Nadal’s analysis linking his plummeting fortunes to a dip in his confidence level is not far off from right, though this assessment is incomplete.
There are multiple aspects which he needs to evaluate in order to come up with a systematic acknowledgement of his problems and subsequently, engineer the essential solutions.
At 29 years of age, and with the fragile condition of his knees, Nadal cannot expect to continue with the same tactics which have fetched him success over the years.
His game-plan earlier being reliant on agility, court covering, stamina and physique, his body is now unwilling to go by this script. An alteration in the basic framework of his game is the need of the hour.
Nadal possess all the shots in the book; an incisive forehand a deft touch at the net and a decent counter-punching backhand. All these pieces need to be assembled to constitute a new playing model.
He needs to abandon his defense-centered gameplay, and adopt a more offensive posture featuring an attempt to shorten the points, make far more net approaches and pulling the trigger early on in a rally.
New coach needed?
More importantly perhaps, he should make an addition to his support team to break the monotonous blueprint that he is implementing. A new coach will bring with him/her new innovative ideas, a different view and definition of the perceived challenges and revitalize a fierce desire of winning.
Novak Djokovic, Roger Federer and Andy Murray have all benefited from teaming up with new coaches. For Nadal, desperate to witness change in his form, a change in coaching team is where it can all start for him.
Then, another area where Nadal can do a bit of tweaking is his season schedule. He needs to cut it short, skip a couple of ATP Masters 1000 events and shift his entire focus on grand slam events. That is one way for him to better manage his fitness problems in a punishing eleven-month season.
Trepidation and nerves have been all too visible in Nadal’s outings of late. Often just hoping to draw errors from the opponent’s racquet, but making shots far too short for that to happen, players are clubbing winners against him for sport.
Nadal needs to change this homogeneity in his game. With the varying demands and requirements of the contemporary era, he should make necessary adjustments and start evolving to once again reinvigorate his status as one of the game’s heavyweights.
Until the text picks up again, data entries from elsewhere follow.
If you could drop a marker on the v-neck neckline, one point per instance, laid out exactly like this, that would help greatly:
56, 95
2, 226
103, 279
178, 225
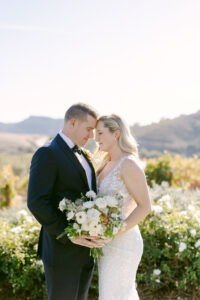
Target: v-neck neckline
101, 181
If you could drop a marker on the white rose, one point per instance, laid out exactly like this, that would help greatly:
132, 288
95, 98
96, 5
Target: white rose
88, 204
29, 219
193, 232
91, 194
115, 216
75, 226
111, 201
182, 246
17, 229
95, 229
191, 207
101, 203
197, 244
105, 210
34, 228
81, 217
156, 272
115, 230
165, 198
62, 205
157, 209
93, 214
70, 215
22, 213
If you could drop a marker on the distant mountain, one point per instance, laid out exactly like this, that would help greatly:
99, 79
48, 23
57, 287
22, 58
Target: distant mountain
180, 135
34, 125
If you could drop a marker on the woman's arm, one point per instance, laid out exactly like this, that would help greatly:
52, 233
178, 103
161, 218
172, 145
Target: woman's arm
136, 184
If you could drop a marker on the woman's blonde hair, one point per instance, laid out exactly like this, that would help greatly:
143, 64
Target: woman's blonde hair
126, 141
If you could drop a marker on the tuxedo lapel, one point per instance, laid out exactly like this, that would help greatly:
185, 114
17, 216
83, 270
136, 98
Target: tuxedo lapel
72, 157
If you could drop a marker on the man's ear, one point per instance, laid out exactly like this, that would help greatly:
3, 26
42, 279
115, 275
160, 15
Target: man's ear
72, 122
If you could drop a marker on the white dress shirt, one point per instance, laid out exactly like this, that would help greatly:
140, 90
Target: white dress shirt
81, 159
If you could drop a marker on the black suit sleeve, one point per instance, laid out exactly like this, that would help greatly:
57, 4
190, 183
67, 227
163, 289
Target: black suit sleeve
40, 193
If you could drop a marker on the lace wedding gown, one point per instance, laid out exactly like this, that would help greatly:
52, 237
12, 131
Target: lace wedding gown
118, 266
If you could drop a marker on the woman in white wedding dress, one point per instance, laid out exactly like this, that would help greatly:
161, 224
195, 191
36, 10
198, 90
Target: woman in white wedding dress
121, 172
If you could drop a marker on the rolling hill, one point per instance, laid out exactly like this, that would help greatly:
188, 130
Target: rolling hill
180, 135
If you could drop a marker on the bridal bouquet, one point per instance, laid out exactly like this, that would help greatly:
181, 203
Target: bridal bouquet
93, 215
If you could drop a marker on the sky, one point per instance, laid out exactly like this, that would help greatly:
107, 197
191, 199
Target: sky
136, 58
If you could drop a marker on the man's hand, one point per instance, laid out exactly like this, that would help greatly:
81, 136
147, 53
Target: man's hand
89, 241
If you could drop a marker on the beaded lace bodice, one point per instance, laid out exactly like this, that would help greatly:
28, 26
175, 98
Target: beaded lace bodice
112, 184
117, 268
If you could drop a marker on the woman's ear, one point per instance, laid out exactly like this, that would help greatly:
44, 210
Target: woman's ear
117, 134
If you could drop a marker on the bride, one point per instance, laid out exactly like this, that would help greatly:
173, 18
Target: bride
121, 172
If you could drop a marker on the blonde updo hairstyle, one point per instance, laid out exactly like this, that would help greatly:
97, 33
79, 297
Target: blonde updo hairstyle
127, 142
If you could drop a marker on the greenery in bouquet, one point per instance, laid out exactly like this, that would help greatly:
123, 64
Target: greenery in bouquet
93, 215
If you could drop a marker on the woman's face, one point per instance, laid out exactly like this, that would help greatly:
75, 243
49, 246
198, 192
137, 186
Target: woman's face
105, 139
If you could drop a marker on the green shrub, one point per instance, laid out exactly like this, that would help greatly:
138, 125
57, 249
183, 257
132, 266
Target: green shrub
18, 263
170, 261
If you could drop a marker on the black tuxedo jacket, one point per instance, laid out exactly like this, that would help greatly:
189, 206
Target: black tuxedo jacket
56, 173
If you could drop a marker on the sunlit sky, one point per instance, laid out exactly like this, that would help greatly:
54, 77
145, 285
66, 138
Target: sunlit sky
140, 59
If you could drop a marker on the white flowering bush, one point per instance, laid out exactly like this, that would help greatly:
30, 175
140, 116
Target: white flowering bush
170, 261
171, 234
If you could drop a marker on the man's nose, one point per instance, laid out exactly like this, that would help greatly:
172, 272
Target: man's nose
91, 134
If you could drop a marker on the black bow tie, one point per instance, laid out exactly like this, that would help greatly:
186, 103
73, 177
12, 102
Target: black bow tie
77, 149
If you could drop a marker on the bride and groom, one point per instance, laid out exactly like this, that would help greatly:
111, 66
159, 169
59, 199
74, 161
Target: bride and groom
62, 169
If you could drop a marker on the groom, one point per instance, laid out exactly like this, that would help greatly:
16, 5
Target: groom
60, 170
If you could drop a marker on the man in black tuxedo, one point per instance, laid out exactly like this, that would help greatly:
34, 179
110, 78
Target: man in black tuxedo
61, 169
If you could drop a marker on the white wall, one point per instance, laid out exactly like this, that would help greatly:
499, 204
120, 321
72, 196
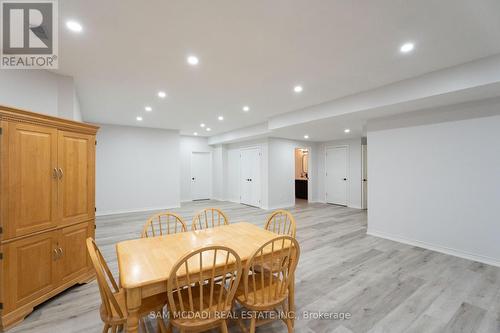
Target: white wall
188, 145
438, 186
40, 91
354, 176
136, 169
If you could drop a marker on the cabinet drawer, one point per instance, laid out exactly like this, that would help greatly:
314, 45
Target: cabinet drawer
29, 267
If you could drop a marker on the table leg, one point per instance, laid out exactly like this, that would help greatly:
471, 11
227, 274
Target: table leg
291, 297
134, 300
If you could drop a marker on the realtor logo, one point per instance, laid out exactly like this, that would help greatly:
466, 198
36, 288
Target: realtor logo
29, 34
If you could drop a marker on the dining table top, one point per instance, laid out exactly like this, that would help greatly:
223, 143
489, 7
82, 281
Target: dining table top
146, 261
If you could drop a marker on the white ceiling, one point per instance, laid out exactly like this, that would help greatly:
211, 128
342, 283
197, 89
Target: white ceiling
254, 52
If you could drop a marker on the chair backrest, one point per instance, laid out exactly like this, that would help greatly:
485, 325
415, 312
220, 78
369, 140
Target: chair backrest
267, 287
209, 218
165, 223
281, 222
192, 288
104, 280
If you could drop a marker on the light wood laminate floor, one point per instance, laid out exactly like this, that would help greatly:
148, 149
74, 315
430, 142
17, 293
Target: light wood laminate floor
385, 286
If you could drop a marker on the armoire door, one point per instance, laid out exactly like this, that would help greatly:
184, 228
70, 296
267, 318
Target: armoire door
76, 155
336, 175
29, 268
250, 189
32, 179
73, 259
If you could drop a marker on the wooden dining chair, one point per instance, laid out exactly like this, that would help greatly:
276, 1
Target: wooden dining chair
209, 218
113, 308
196, 300
281, 222
267, 290
165, 223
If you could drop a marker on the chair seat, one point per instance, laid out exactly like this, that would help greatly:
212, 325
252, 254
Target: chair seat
260, 299
210, 313
150, 304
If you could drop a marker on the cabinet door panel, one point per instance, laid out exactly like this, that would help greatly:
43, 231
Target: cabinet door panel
74, 258
76, 155
31, 178
29, 266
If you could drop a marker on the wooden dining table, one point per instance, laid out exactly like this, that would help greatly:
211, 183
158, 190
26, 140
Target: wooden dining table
145, 264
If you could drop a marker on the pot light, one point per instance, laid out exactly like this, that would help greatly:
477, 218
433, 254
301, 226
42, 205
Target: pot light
74, 26
193, 60
298, 89
407, 47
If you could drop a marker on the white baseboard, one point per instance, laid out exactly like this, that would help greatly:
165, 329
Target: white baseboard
135, 210
434, 247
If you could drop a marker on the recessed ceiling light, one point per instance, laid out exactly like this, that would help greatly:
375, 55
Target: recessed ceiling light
74, 26
193, 60
407, 47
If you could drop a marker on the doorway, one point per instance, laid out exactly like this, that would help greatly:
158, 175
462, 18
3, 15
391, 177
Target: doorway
336, 175
200, 175
301, 174
250, 190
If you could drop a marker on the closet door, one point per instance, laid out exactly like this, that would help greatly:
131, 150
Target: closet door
76, 155
32, 181
250, 189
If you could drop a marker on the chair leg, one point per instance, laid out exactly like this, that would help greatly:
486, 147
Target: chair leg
252, 324
223, 327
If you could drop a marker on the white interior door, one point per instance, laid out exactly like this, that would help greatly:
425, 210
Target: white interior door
365, 177
336, 175
250, 176
200, 176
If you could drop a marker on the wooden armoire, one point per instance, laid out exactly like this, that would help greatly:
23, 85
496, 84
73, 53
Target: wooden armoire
47, 187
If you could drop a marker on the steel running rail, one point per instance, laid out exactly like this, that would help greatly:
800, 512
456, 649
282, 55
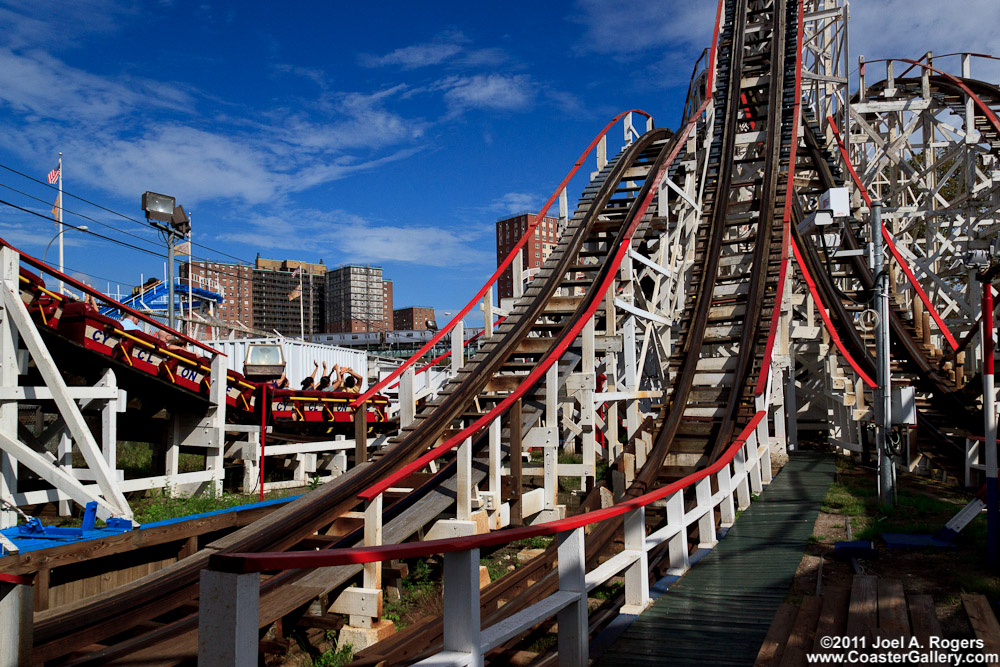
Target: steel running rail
889, 240
500, 269
567, 339
87, 289
288, 560
761, 385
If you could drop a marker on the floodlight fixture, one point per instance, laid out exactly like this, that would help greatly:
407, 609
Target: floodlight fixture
158, 207
978, 259
180, 221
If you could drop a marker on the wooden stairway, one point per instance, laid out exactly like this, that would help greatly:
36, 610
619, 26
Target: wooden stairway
873, 611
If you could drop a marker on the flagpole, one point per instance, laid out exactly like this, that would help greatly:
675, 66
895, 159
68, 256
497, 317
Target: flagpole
190, 327
61, 268
302, 323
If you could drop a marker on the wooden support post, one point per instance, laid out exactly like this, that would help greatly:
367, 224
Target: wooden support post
517, 273
16, 621
373, 538
217, 414
677, 545
227, 624
407, 402
41, 586
740, 479
114, 502
763, 434
463, 493
637, 574
488, 314
706, 524
514, 429
8, 379
461, 605
361, 434
496, 428
587, 407
572, 619
792, 409
457, 347
753, 463
64, 451
727, 508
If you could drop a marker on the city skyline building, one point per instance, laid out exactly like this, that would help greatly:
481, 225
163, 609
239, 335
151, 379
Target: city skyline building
358, 299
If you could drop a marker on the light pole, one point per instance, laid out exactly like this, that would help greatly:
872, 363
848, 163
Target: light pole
163, 208
62, 229
883, 412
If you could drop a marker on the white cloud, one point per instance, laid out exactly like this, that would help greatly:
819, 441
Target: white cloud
909, 28
491, 91
58, 23
350, 238
515, 202
35, 83
412, 57
447, 49
630, 27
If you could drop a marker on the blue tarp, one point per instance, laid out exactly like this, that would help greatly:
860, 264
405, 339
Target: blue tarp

Federer was right about Nadal all those years ago when he said his game was too predictable. A compliment though at the time, it now presents the biggest impediment in his path to reinstatement.
And now is the time for him to act. Refresh his coaching team, chalk out a strategy conscientious of the current challenges and execute it in the coming months.
He may not be a frontrunner anymore, but he has it in him to once again make a strong comeback. If he does make the necessary adjustments as discussed, I am confident we will see a completely different Nadal to what we have witnessed this year.
Federer is thriving under the tutelage of a new coaching regime and invented the SABR (Sneaky Attack By Roger) shot. Let us hope Nadal is also in his lab right now inventing his own new shots to prove that he is not predictable.